Unfortunately I forgot to snap a picture of the front of my fake case before sending it back for a refund, but here’s what the real thing looks like. The fake one actually didn’t look much different from this in terms of design and style, but it was different, and was dog-eared. If yours doesn’t look like this, and isn’t in pristine condition, it’s time to get suspicious.
The real thing has a properly attached barcode with the actual UPN of the product. If you type this into Google, you’ll get results for the real product.
This is the only barcode sticker on the box, it isn’t even stuck on straight, and the product code X0005K99TL links to absolutely nothing on Google at the time of writing (except probably this blog, by the time you read it). As noted in the comments below, this may be an internal barcode used by Amazon’s warehouse (if you bought from a seller that uses the ‘Fulfilled by Amazon’ system), but the lack of any real barcode underneath it, or elsewhere on the box, means this box is fake.
It’s also worth noting that the fake had seal stickers with the Griffin logo on, whereas the real one didn’t.
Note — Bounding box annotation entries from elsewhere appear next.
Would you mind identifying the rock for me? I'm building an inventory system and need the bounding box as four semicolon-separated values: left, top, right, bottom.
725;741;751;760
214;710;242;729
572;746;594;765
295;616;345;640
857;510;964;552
However, the fake ones weren’t even sticky enough to stay on properly – I hadn’t yet opened the box in the above photo and they were already peeling off.
The Camera Cover
This was a bit more of a giveaway. The real camera cover is properly fitted and recessed into the case. Now let’s see the fake:
On the fake, the rubber post that holds the camera cover in place hasn’t been trimmed down. It actually squashes flat when you put the iPad in, so you could be forgiven for thinking this might still be real – but Griffin cases are a premium product. They don’t make mistakes like this.
The Screen Protector
This was the enormous, obvious flaw with the fake. The real top cover, with it’s integrated screen protector, is clear and pristine, like this:
The fake one, on the other hand, has visible bubbles and an ‘oil slick’ effect due to having a peel-off film inside. The real thing does not have a peel-off film.
If you remove the peel-off film (which temporarily removes the bubbles) the screen protector will adhere (badly) to the iPad screen when it is fitted and cause bubbling and the oil-slick directly on the screen. Again, the Griffin screen protector does not adhere to the screen at all. Luckily, the fake peeled off relatively easily.
Have you been stung?
Get a refund. It doesn’t matter if you’ve opened the product: any reputable seller will have no problem refunding an item that is counterfeit. It’s worth remembering that small and even medium-sized sellers may well have been scammed themselves by their upstream supplier, so there’s no reason not to be calm and polite about it unless they refuse to be reasonable.
If the seller won’t play ball, contact your credit card company and discuss it with them. They will normally investigate the issue and issue a refund once they are satisfied with your claim, then they will charge back the seller in turn. This reflects badly on the seller, which is why any decent business will sooner issue a refund themselves.